A caracterização da produção cultural afro-brasileira nas instituições de cultura e educação, por exemplo, ilustra esse fenômeno. Práticas educacionais, assim como textos escolares, são marcadamente racistas. E isso sem levar em conta o sexismo e a valorização dos privilégios de classe. É desnecessário observar que os meios de comunicação de massa apenas reforçam e continuam a seguir a ideia da “superioridade branca”.
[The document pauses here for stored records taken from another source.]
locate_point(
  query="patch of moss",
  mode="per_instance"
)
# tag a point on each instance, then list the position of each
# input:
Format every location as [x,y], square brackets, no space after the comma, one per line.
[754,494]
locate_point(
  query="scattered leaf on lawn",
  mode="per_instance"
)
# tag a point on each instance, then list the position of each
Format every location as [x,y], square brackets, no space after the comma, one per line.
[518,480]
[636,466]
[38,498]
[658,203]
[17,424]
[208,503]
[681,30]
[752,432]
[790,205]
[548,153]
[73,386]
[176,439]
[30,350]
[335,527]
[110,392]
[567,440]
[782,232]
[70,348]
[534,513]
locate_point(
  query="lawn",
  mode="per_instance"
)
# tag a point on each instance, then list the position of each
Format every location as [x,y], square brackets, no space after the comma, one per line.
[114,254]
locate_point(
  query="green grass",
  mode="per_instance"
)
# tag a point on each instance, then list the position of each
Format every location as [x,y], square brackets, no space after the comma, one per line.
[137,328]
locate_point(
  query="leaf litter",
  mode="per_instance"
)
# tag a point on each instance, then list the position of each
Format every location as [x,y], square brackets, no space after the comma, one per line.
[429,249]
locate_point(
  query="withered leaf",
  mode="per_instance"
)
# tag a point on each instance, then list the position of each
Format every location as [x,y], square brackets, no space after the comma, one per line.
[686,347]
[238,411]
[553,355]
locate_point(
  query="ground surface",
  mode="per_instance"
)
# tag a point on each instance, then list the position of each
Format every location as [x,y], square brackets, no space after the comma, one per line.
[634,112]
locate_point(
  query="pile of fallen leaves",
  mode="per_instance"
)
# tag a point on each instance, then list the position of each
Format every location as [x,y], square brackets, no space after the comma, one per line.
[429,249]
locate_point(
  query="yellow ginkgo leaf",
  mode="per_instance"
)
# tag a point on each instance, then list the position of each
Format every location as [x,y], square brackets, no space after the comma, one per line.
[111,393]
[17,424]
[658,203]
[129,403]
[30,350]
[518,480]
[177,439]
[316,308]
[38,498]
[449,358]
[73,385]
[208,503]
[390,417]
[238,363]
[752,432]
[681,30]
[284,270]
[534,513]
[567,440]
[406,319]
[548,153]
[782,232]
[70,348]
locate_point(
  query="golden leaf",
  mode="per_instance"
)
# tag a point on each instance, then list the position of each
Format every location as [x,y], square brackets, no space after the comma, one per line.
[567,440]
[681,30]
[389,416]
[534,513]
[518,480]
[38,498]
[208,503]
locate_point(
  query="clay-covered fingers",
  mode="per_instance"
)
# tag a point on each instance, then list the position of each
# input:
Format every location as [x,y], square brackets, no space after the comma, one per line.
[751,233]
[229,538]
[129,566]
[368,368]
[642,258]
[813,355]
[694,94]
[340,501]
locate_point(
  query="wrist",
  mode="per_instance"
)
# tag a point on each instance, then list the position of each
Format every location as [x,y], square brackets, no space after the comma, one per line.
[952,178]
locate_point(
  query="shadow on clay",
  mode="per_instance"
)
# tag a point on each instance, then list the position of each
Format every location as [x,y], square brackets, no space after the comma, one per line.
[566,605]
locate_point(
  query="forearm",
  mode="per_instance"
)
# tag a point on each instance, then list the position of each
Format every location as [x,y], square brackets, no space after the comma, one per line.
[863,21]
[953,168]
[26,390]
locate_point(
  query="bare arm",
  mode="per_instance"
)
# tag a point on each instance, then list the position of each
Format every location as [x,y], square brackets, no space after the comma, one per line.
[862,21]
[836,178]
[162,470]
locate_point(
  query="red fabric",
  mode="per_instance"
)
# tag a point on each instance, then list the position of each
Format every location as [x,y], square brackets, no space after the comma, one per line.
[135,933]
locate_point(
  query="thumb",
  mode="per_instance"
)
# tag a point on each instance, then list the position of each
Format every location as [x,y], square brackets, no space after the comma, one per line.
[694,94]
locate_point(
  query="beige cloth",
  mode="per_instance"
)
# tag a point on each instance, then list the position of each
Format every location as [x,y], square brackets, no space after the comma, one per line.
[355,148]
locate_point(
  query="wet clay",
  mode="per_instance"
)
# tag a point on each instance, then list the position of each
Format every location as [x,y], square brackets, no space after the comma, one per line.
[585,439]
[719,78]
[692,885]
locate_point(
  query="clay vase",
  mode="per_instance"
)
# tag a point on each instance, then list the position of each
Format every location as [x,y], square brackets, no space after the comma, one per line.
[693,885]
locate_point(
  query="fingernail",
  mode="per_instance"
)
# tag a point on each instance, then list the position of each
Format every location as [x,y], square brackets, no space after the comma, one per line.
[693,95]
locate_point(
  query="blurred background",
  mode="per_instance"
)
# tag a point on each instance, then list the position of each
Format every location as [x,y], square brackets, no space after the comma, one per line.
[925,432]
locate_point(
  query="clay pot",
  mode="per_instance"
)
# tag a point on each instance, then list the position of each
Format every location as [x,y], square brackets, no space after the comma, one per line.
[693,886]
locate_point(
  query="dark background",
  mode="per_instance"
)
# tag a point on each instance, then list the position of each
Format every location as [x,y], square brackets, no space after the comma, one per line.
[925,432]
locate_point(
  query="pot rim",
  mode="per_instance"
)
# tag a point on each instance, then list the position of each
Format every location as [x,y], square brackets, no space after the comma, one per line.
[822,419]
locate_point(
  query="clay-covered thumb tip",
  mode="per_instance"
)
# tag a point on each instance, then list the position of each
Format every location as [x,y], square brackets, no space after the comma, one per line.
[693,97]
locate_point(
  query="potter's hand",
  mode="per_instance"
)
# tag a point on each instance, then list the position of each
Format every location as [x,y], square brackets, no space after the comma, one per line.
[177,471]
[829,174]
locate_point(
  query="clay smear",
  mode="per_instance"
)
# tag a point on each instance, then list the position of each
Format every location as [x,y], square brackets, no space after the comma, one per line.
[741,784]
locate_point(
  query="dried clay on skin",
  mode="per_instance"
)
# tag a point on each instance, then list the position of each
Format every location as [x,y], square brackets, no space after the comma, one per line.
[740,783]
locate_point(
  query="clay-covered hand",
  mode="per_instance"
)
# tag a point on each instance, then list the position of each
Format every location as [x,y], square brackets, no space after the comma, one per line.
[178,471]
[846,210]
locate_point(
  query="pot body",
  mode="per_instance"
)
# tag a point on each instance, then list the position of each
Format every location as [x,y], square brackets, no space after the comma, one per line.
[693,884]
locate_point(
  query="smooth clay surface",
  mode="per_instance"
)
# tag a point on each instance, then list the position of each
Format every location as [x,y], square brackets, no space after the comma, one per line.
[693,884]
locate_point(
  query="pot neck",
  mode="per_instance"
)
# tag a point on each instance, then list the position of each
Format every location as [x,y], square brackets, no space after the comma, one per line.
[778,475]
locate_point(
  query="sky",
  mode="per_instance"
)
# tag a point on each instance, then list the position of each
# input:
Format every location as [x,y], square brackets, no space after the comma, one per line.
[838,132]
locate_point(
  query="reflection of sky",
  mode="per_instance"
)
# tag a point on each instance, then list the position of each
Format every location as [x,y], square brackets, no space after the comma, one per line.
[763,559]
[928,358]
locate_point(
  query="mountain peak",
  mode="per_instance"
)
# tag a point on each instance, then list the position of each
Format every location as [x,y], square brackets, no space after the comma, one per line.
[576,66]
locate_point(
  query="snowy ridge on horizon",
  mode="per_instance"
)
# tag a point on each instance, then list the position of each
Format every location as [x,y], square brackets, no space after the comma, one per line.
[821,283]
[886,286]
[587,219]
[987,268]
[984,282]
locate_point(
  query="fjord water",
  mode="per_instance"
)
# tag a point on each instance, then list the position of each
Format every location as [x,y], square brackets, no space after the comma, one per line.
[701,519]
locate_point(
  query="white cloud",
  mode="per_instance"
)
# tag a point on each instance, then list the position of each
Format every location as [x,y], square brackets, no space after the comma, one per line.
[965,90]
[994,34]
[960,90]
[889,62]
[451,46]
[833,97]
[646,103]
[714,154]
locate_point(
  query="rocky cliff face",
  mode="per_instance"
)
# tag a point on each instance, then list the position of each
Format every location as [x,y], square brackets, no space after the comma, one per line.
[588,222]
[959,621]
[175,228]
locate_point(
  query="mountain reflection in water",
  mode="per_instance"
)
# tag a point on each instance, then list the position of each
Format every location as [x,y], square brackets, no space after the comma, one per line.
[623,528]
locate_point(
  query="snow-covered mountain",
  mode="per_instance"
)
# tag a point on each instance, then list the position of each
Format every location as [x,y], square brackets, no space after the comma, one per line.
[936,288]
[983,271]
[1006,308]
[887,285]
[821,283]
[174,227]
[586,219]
Enquanto o mito da democracia racial funciona nos níveis público e oficial, o branqueamento define os afro-brasileiros no nível privado e em duas outras esferas. Numa dimensão consciente, ele reproduz aquilo que os brancos dizem entre si a respeito dos negros e constitui um amplo repertório de expressões populares pontuadas por imagens negativas dos negros: “Branco correndo é atleta, negro correndo é ladrão”; “O preto, quando não suja na entrada, suja na saída”; “Branca para casar, mulata para fornicar, negra para trabalhar” etc. Essa última expressão aponta para o segundo nível em que atuam os mecanismos do branqueamento: um nível mais inconsciente que corresponde aos papéis e lugares estereotipados atribuídos a um homem ou mulher negros. Assim, ele (ou ela) é representado como um trabalhador braçal, não qualificado, ou como alguém que conseguiu ascender socialmente, mas sempre pelos canais de mobilidade social considerados adequados para ele ou ela. Imagens positivas são aquelas em que os negros desempenham papéis sociais a eles atribuídos pelo sistema: cantor e/ou compositor de música popular, jogador de futebol, mulata. Em todas essas imagens, há um elemento comum: a pessoa negra é vista como um objeto de entretenimento. Essa tipificação cultural dos negros também assinala outro elemento comum condensado em atributos corporais: força/resistência física, ritmo/sexualidade. Não é preciso dizer aqui que o homem ou mulher negros que não se adequam a esses parâmetros são rejeitados pelo estereótipo. [8]
Vale observar que a expressão popular mencionada anteriormente — “Branca para casar, mulata para fornicar, negra para trabalhar” — tornou-se uma síntese privilegiada de como a mulher negra é vista na sociedade brasileira: como um corpo que trabalha, e que é superexplorado economicamente, ela é uma faxineira, cozinheira, lavadeira etc. que faz o “trabalho pesado” das famílias de que é empregada; como um corpo que gera prazer e que é superexplorado sexualmente, ela é a mulata dos desfiles de Carnaval para turistas, de filmes pornográficos etc., cuja sensualidade é incluída na categoria do “erótico-exótico”. [9]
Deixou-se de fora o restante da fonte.